After the template is rendered, each node would have one [Interface] section with its own private key and the address from the host_vars, and multiple (here: two) [Peer] sections with the public key, the routed IP address for this peer (called AllowedIPs in WireGuard) and the endpoint with the public IP address of the peer node.

Configuring OpenShift with openshift-ansible

Now that we have configured WireGuard channels between all nodes in the cluster, we can deploy OpenShift and configure it to use the encrypted channels as the default connection interfaces. In the next code block, the Ansible inventory for openshift-ansible is defined. There are multiple important components: opening of ports in the firewall, lowering the MTU of the overlay network interfacs and setting the IP addresses to the ones designated for the internal WireGuard network 192.168.66.0/24.

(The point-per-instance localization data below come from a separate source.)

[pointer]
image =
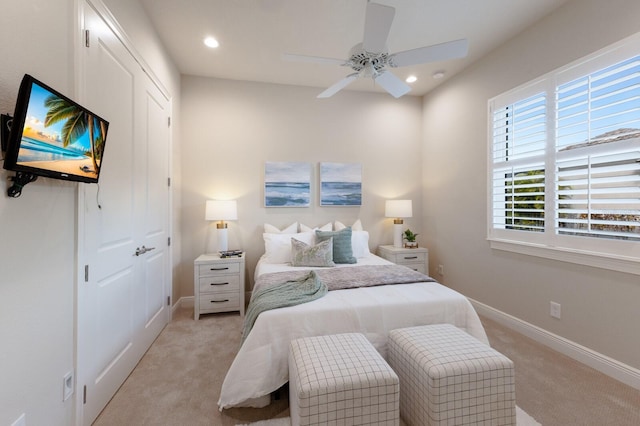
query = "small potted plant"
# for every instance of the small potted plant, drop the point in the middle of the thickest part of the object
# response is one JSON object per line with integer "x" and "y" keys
{"x": 410, "y": 239}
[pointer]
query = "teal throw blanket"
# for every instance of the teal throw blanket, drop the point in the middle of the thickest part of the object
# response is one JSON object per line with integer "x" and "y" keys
{"x": 287, "y": 293}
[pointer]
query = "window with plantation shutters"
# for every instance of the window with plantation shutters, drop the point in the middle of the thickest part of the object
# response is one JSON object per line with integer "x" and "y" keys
{"x": 564, "y": 162}
{"x": 519, "y": 138}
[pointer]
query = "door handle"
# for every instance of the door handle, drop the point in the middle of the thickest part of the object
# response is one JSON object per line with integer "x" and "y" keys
{"x": 142, "y": 250}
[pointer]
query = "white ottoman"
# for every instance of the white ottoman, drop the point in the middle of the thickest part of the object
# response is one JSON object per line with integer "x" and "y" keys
{"x": 341, "y": 380}
{"x": 447, "y": 377}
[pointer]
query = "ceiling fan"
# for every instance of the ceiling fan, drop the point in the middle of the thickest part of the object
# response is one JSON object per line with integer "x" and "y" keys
{"x": 370, "y": 59}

For reference, the lower MTU value is a solution to a known problem with failing builds: Builds on a Virtual Network are Failing. It might be possible to choose a higher value than 1300, since eth0 has a value of 1500 and wg0 a value of 1420. Please note that this inventory defines the list of node groups. If you wish to use other groups like node-config-infra as well, adapt accordingly.

 1
 2
 3
 4
 5
 6
 7
 8
 9
10
11
12
13
14
15
16
17
18
19
20
21
22
23
24
25
26
27
28
29
30
31
32
33
34
35
36
# Ansible inventory for openshift-ansible

[OSEv3:children]
masters
nodes
etcd

[OSEv3:vars]
ansible_ssh_user=root
os_sdn_network_plugin_name=redhat/openshift-ovs-multitenant
openshift_master_open_ports=[{"service":"wg0","port":"54396/udp"}]
openshift_node_open_ports=[{"service":"wg0","port":"54396/udp"}]

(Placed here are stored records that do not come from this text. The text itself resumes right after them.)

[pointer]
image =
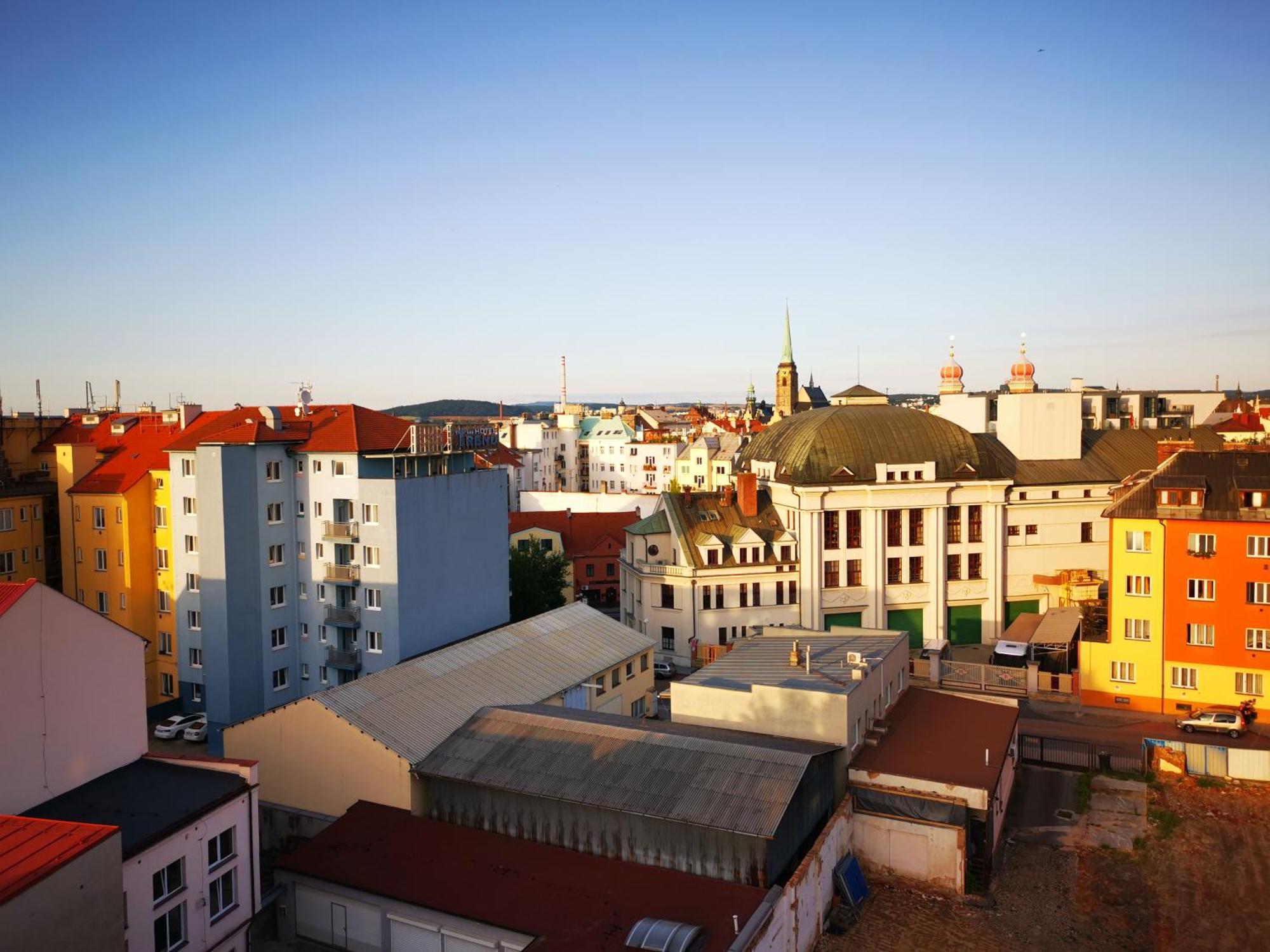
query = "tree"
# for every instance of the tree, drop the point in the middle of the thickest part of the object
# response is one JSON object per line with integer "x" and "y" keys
{"x": 538, "y": 581}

# Edit the default MTU on all nodes
openshift_node_groups=[{'name': 'node-config-master-infra',
  'labels': ['node-role.kubernetes.io/master=true',
  'node-role.kubernetes.io/infra=true'],
  'edits': [{ 'key': 'networkConfig.mtu', 'value': 1300}]},
  {'name': 'node-config-compute',
  'labels': ['node-role.kubernetes.io/compute=true'],
  'edits': [{ 'key': 'networkConfig.mtu',
  'value': 1300}]}]

openshift_deployment_type=origin
openshift_release="3.10"  # used in this case, more recent releases are available

[masters]
master.cluster openshift_public_ip=192.168.66.1 openshift_ip=192.168.66.1

[etcd]
master.cluster openshift_public_ip=192.168.66.1 openshift_ip=192.168.66.1

[nodes]
master.cluster openshift_node_group_name='node-config-master-infra' openshift_public_ip=192.168.66.1 openshift_ip=192.168.66.1
node1.cluster openshift_node_group_name='node-config-compute' openshift_public_ip=192.168.66.2 openshift_ip=192.168.66.2
node2.cluster openshift_node_group_name='node-config-compute' openshift_public_ip=192.168.66.3 openshift_ip=192.168.66.3

Running the playbooks playbooks/prerequisites.yml and playbooks/deploy_cluster.yml then deploys OpenShift. In this case, the result will be a cluster with three nodes: one master with infra containers and two compute nodes. The VXLAN overlay with an MTU of 1300 is routed over the WireGuard mesh, identified as wg0 interface on each node.